We all bring our own life experiences to books like this and I came to it as a 68-year-old retired newspaperman who has been riding motorcycles about 35 years. I have more than 300,000 miles in my mirrors – almost all of them on BMW motorcycles. I was a Motorcycle Safety Foundation instructor for 10 years, from the mid-1980s through the mid-1990s and taught more than 1,000 students the basics of riding a motorcycle. I was among the first examiners when Indiana instituted skills testing as a part of motorcycle licensing. I also went through the Northern Illinois University Trail Riding Course in the 1980s. I took it twice – once with each of my sons – and would have bought us all trail bikes if there had been any public land open to off-road bikes in Indiana at the time.

So I came to Bryen’s book with a fair amount of knowledge on the subject of motorcycling and dirt riding.

At the time of his trip, Bryen was a 62-year-old psychotherapist from the Pacific Northwest who had also been an MSF instructor. He and his wife had just moved into a new home in Mexico and he was keen to visit the beautiful and rugged Copper Canyon region on his 650cc Suzuki V Strom. I have friends who rode BMW GS (dual sport) bikes for years and recently defected to V Stroms, so I supposed his choice of bike for the trip was within reason. His riding companions were a neighbor named Jake – a biker lifestyle expatriate from California who rode “a $20,000 BMW” which I guessed to be an R1200GS. Jake’s friend Tom, who flew down from Alberta, had an “$11,000” BMW that was probably an older GS, but I can only guess because Bryen doesn’t tell us what the models were.

Jake is a “ride anywhere” guy, but Tom, also 62, has a hip replacement and vows not to ride in the dirt for fear of crashing and destroying his hip. Likewise, Bryen is keen to avoid gravel or dirt.

If you know anything about riding in Mexico, especially rural Mexico, you just saw some red flags go up.
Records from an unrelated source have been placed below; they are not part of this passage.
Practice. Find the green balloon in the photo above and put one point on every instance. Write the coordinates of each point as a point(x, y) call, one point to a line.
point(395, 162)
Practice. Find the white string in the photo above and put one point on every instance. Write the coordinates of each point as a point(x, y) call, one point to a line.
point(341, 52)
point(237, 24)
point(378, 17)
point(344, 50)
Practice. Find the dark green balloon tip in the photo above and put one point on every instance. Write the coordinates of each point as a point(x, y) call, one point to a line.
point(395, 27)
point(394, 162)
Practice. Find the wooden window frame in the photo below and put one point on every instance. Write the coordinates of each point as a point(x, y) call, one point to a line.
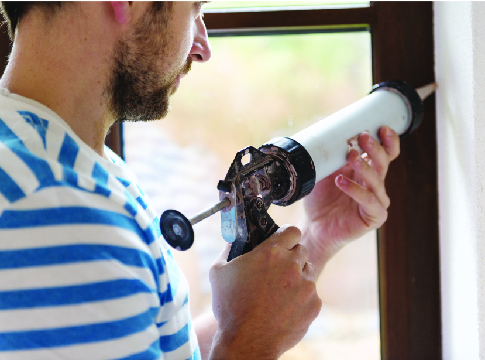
point(408, 243)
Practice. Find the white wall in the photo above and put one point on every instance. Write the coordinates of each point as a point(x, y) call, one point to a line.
point(460, 74)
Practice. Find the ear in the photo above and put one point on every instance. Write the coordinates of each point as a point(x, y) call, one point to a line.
point(123, 11)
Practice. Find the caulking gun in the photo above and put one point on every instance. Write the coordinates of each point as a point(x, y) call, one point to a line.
point(286, 169)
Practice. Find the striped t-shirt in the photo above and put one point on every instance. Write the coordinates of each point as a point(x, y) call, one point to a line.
point(83, 271)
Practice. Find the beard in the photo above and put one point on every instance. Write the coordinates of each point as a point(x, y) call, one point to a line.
point(138, 90)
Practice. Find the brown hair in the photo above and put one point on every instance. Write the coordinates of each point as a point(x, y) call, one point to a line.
point(14, 11)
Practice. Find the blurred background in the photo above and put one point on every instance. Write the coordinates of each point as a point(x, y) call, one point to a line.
point(255, 88)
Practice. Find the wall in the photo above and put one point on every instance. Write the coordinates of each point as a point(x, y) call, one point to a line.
point(460, 74)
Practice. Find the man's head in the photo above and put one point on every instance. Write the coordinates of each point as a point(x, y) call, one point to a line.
point(149, 56)
point(14, 11)
point(140, 85)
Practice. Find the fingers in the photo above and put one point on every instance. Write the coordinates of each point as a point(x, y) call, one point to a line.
point(285, 244)
point(373, 180)
point(367, 188)
point(372, 212)
point(381, 155)
point(286, 236)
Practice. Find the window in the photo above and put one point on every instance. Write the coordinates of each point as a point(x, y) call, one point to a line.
point(254, 89)
point(402, 48)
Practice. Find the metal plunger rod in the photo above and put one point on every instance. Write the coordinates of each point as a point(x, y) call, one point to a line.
point(209, 212)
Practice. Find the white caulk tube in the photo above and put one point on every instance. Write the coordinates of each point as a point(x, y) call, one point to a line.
point(321, 149)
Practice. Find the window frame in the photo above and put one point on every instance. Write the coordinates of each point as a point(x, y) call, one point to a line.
point(408, 243)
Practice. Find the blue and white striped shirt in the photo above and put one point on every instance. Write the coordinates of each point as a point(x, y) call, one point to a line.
point(83, 272)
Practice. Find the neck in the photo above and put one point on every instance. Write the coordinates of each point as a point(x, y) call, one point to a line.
point(65, 71)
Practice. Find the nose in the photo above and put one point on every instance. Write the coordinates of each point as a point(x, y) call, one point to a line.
point(201, 50)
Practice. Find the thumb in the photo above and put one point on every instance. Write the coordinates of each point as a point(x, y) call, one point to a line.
point(222, 258)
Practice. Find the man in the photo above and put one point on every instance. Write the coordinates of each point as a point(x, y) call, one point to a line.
point(83, 273)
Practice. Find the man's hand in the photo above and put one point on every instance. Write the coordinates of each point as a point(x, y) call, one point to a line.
point(351, 201)
point(265, 300)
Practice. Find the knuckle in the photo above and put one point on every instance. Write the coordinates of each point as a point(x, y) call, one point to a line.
point(302, 252)
point(274, 254)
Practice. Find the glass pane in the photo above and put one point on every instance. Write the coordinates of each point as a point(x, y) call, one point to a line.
point(254, 89)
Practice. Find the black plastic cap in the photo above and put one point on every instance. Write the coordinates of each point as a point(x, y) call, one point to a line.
point(410, 93)
point(177, 230)
point(301, 161)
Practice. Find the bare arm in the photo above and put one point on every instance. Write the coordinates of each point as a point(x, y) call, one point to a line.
point(205, 326)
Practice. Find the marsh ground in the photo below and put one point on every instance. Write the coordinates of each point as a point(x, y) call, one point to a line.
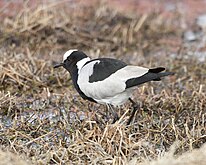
point(44, 121)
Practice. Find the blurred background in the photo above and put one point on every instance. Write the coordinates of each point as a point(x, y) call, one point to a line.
point(44, 121)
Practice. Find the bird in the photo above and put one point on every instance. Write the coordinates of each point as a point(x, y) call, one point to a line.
point(107, 81)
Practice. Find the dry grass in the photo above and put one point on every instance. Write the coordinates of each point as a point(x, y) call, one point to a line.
point(44, 119)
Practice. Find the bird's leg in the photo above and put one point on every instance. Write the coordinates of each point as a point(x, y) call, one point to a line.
point(114, 113)
point(135, 107)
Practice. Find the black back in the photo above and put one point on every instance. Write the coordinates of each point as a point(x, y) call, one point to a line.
point(105, 68)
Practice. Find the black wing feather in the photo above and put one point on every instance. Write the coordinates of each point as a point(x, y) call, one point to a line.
point(151, 75)
point(105, 68)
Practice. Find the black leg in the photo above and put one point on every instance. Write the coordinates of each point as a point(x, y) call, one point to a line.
point(114, 113)
point(135, 107)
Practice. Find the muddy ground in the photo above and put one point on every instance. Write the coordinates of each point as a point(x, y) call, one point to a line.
point(44, 121)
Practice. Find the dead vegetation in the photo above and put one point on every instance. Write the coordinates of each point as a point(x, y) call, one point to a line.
point(44, 119)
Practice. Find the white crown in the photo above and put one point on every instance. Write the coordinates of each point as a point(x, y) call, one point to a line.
point(68, 53)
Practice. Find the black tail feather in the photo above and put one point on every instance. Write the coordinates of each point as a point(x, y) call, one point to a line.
point(152, 75)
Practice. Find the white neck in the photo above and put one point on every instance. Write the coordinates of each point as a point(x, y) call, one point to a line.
point(81, 63)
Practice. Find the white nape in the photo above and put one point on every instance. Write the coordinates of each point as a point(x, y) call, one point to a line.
point(68, 53)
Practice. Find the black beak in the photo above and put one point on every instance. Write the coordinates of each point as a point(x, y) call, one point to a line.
point(58, 65)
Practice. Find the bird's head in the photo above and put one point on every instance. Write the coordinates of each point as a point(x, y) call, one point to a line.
point(73, 58)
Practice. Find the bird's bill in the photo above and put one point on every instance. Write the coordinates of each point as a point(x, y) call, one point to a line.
point(58, 65)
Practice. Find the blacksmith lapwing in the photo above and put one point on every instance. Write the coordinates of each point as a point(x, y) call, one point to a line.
point(106, 80)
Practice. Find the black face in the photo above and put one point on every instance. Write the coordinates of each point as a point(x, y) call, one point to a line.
point(70, 63)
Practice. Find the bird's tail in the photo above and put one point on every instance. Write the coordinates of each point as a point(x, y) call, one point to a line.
point(152, 75)
point(158, 73)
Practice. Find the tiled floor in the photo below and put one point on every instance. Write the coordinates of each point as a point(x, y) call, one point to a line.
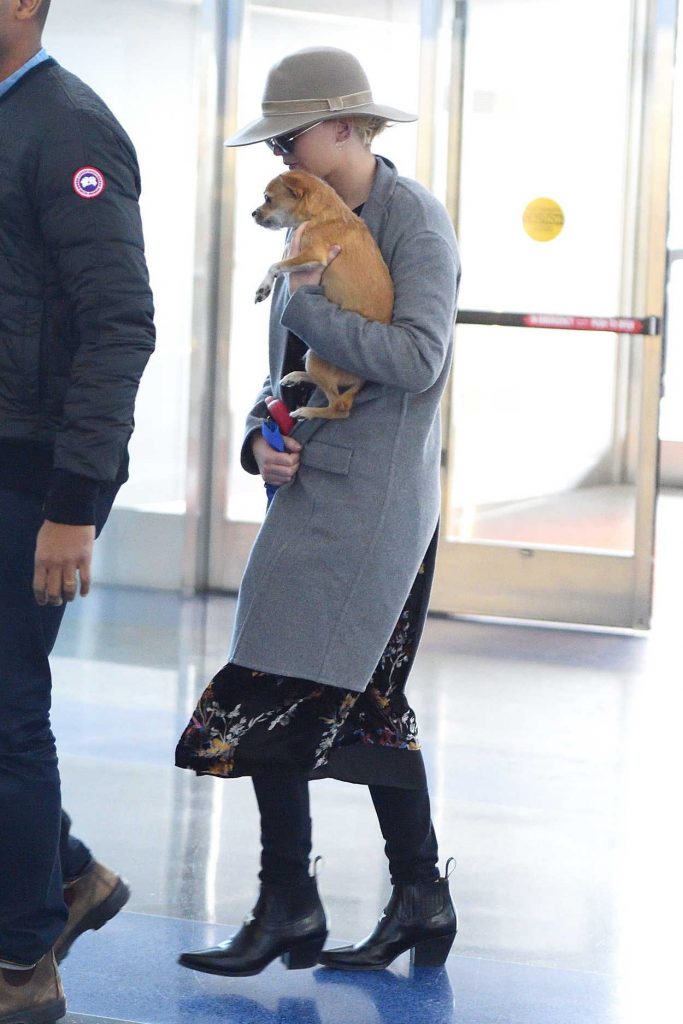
point(555, 765)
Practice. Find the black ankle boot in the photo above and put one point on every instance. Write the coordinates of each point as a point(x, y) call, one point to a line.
point(420, 916)
point(287, 922)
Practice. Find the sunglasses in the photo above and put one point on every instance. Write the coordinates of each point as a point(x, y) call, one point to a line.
point(286, 142)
It appears they did little or no research or preparation and headed out with just a hand-drawn not-to-scale map some guy gave them. There are several companies that run motorcycle tours into Copper Canyon and you can get a pretty good idea about roads and equipment and riding styles by watching the videos on their web sites. Bryen and his friends might have found those videos to be highly instructive.

Instead, they quickly got in over their heads, falling repeatedly on the rutted and boulder strewn tracks that pass for roads on their map. Bryen crashed hard on the second day in the canyon, breaking at least one rib and disabling his bike. He managed to hitch a ride in a passing pickup truck that hauled him and his bike to the next village while Tom and Jake continued on their bikes.

Bryen decided he was done and caught a flight out the next day, leaving his Suzuki in the yard of a local who claimed to be a mechanic. Tom and Jake left town about the same time, but Tom crashed hard a few miles down the road and limped back to town where he gave his bike to a local cop in exchange for a ride back to civilization. Jake soldiered on, completing his ride of the canyon and then riding to Alaska before he came home to Mexico.

There is a newspaper copy editor’s prayer that goes, “Lord, save me from the things I think I know.”

Bryen, in his naiveté, could have used that prayer.

The story of ride – actually just two days of riding hell and the rest was escape and aftermath – is disturbing enough, but being a psychotherapist, Bryen fleshes it out with his internal dialogue and life history in agonizing detail.

Judging from the reviews on, most readers are okay with his inner journey. I didn’t hate it, but I didn’t find it particularly interesting. I just don’t have a lot of patience when I feel somebody is overthinking everything.

That said, the book held my interest and I finished it in three or four sittings, so I guess the philosophizing  wasn’t all that off-putting.